FMA chief executive Samantha Barrass says it is taking a no surprises approach to enable the financial sector – including banks, insurers, financial advisers, investment managers, and capital markets – to make sure they’re doing the right thing by their customers.
“This report shows we value transparency, accountability and engagement.”
Fees and incentives
Other priority areas include consumers and investors understanding fees, incentives and commissions.
In its monitoring last year, the FMA says many FAPs demonstrated good practices, but there were some gaps that pose risks to their clients including lack of clarity regarding commissions, incentives and fees; missing or inconsistent information; some disclosure not being provided in a timely manner, in some cases weeks after the advice was provided.
The focus in the next year includes reviewing the disclosure provided by financial advisers through a thematic review to increase the FMA’s understanding of FAP business models and remuneration structures.
It will assess the risks of investors and consumers being unable to access the right service or receiving unsuitable products.
Custody of investments
FAPs will also be monitored over their arrangements in place to oversee the outsourcing of client money or property handling to a custodian.
The FMA says it has seen instances where weakness in custody have contributed to fraud or business failure resulting in investor loss.
The rules around client money and property handling are complex, so the FMA will review the governance and supervision of the custody service as well as how custody reports are provided to clients to ensure appropriate protections are in place.

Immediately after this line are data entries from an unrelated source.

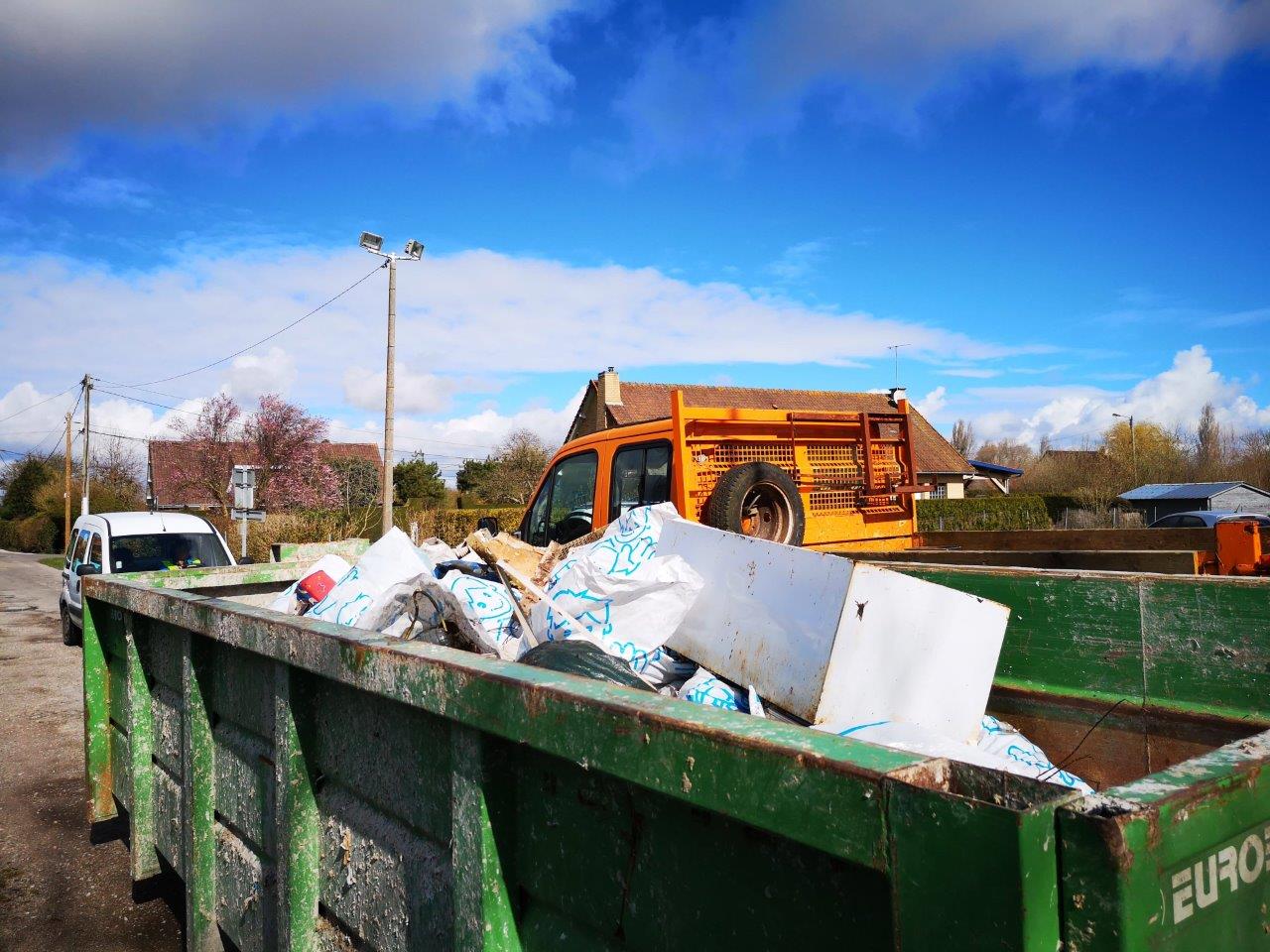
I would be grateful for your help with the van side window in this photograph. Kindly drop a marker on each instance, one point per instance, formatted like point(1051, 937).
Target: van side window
point(642, 476)
point(564, 506)
point(80, 544)
point(94, 551)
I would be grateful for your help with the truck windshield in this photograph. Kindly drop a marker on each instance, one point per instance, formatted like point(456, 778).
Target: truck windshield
point(166, 549)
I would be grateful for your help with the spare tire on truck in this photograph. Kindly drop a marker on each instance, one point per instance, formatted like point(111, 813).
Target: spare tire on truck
point(761, 500)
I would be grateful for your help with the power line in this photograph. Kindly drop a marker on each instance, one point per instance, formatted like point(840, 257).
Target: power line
point(39, 403)
point(250, 347)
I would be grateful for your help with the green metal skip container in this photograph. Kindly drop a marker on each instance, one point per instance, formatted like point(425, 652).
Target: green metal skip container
point(320, 789)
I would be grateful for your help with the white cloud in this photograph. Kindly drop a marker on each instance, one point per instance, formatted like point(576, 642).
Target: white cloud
point(414, 393)
point(253, 375)
point(453, 439)
point(100, 191)
point(475, 312)
point(70, 66)
point(1171, 399)
point(799, 262)
point(725, 80)
point(933, 403)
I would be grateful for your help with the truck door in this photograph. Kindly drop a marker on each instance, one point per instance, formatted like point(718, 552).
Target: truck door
point(642, 476)
point(564, 508)
point(87, 549)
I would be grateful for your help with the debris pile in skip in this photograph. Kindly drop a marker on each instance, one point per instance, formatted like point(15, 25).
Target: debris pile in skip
point(661, 603)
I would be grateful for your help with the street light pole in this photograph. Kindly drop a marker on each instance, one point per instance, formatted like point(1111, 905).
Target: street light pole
point(413, 253)
point(1133, 442)
point(87, 399)
point(66, 483)
point(389, 399)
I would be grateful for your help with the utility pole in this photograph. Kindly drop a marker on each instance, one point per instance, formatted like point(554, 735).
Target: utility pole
point(1133, 443)
point(87, 398)
point(66, 484)
point(413, 252)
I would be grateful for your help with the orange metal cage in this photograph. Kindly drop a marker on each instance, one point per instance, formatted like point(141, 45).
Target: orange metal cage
point(853, 470)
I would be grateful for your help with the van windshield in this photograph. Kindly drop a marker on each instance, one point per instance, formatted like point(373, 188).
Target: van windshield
point(166, 549)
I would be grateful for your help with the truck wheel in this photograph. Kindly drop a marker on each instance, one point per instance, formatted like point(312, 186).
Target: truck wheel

If the FAPs provide this service and hold client funds, the FMA will assess how robust their processes are in terms of separation, accounting for money and property, record-keeping, and reporting to clients.
Improving accessibility of advice
The regulator will also undertake a review of the challenges and opportunities for improving access to advice, including KiwiSaver.
It is concerned there has been a reduction in financial advice to investors and consumers in some sectors over the past few years and they may not be able to access the advice they need.
Work by the FMA has found consumer preferences for receiving advice are changing and the lack of innovation in business models can limit the availability and affordability of advice.
Some approaches to compliance are acting as a barrier to providing advice, with some financial advisers taking a conservative approach to giving advice to clients, despite being permitted and trained to make it available.
There are also concerns the regulatory obligations associated with the provision of advice are a barrier to greater access for consumers.
In the fintech industry, a key theme of the FMA’s work has been to understand where AI adoption can assist financial advisers and their clients.
It says it is seeing AI being used to simplify processes and support customer personalisation, and there is an opportunity for the sector to make the use of technology to support the availability and affordability of advice.